Summary: Just like the disciples' hopelessness and despair was turned into joy and peace, so Jesus moves in our lives giving us the peace that passes all understanding.

John 20:19-31 “Shalom”


Does is seem to you that Easter Day was a long time ago? So much has happened this past week and it feels like the loud proclamations, “He is Risen,” and “He is Risen Indeed,” are now only faint whisperings.

Yes, Jesus has risen from the dead. Yes, Jesus has conquered death and he has given us victory over sin, death, and the devil. Yes, Jesus has brought in the Kingdom of God and has enabled us to live an abundant life and be truly free. There are times, though, when it doesn’t seem that is the case. Sometimes the challenges and struggles of life bring doubts with them.

Our gospel text today allows us to confess our doubts, address them constructively, and experience “shalom” a peace that encompasses our entire life.


The disciples were huddled together in an upper room; hiding behind closed and locked doors. Even though they knew that Jesus’ tomb was empty and they had been told three times that he was going to be raised from the dead, they still didn’t understand what had happened. Confusion and fear filled the room. It didn’t seem like Jesus had risen from the dead.

It wasn’t until Jesus entered the room that the disciples were able to experience shalom/peace in the midst of their storm tossed emotions and thoughts.

The early Christians who followed the disciples face many of the same storms. They faced persecution, and broken family relationships because of their choice to follow Jesus. There were economic hardships on top of the regular challenges and struggles of life.

The early Christians didn’t have the experience of seeing Jesus and touching his hands and side as the disciples did. Members of the early church only had their faith the Jesus had truly raised from the dead. It was this faith that allowed them to experience shalom/peace in their lives no matter what the situations were that they faced.

We are in a very similar situation as the early Christians. We read the scriptures and the accounts of the empty tomb, but there are times when it is difficult to believe that Jesus really was raised from the dead. We doubt.


A month ago I was asked to officiate at a graveside service for a seventeen year-old girl. She had been on a date with her boyfriend, when the car in which she was riding was involved in an accident and she was killed. Her parents received the worst call any parent could receive—the one all parents dread. Two weeks after the accident, when I first meet them, their grief was still palpable. They couldn’t see God in any of what happened. To them Jesus hadn’t risen from the dead. If he had been raised, this wouldn’t have happened to their daughter.

I think everyone of us knows someone who has lost a job—they may be a family members, friend, or neighbor. We’ve seen the drastic changes in their lives unemployment has caused. Perhaps we have even seen them lose their home. They may have confided in us how frustrating it is to look for a job and not find one, to have no response from employers, or to come in second or third in the selection process. They ask themselves where is God in all of this, and wonder if this would have really happened if Jesus truly had been raised from the dead.

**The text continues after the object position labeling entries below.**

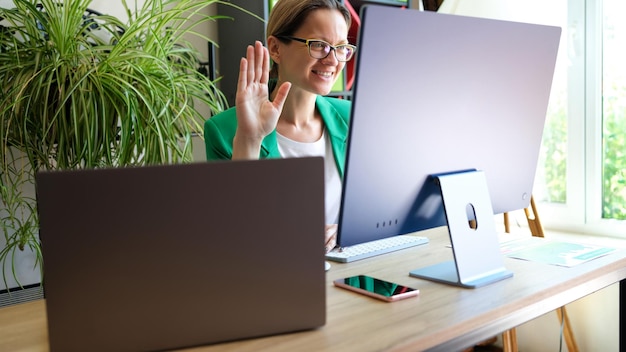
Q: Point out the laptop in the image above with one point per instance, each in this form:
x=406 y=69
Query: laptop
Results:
x=166 y=257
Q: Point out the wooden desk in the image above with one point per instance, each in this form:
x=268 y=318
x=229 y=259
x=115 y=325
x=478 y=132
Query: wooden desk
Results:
x=442 y=318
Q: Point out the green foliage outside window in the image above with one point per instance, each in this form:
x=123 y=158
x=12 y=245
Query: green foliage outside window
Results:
x=614 y=150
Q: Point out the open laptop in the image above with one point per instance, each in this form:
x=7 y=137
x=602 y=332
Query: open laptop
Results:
x=164 y=257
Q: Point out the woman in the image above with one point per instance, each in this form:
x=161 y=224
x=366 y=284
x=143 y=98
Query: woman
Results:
x=284 y=113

The list of trials and tribulations is endless. As we struggle to live faithfully, we wonder why such things happen and why God doesn’t move and show himself. We want to see a sign from God and when we don’t receive that sign, we doubt.

Even with Jesus standing in the middle of the gathering of disciples, they still wanted to touch his hands and his side. They wanted to make sure. Thomas refused to believe that Jesus had risen from the dead until he touched Jesus’ hands and side, also.

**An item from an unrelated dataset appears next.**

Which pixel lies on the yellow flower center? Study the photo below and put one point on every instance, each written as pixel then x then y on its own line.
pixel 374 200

In talking with Thomas, Jesus did not condemn him or ridicule him for his doubting and his lack of faith. Rather, Jesus commended those who did not see, but still believe—all of us following the disciples.


In this passage of scripture, we see that doubt is a part of faith. Doubt is not the opposite of faith. Doubt may enable us to grow in faith, or to clarify what we believe and how we live out that belief.

When we understand this fact, we realize that peace does not come from an absence of doubt. Nor does peace come from not having any struggles in our lives—though that would be nice.

Peace comes from Jesus and his presence in our lives. Peace comes from Jesus standing in our boat in the middle of the storm. Peace comes from remembering God’s steadfast love, overwhelming grace, and unconditional forgiveness. How do you spell “Peace”? J-E-S-U-S.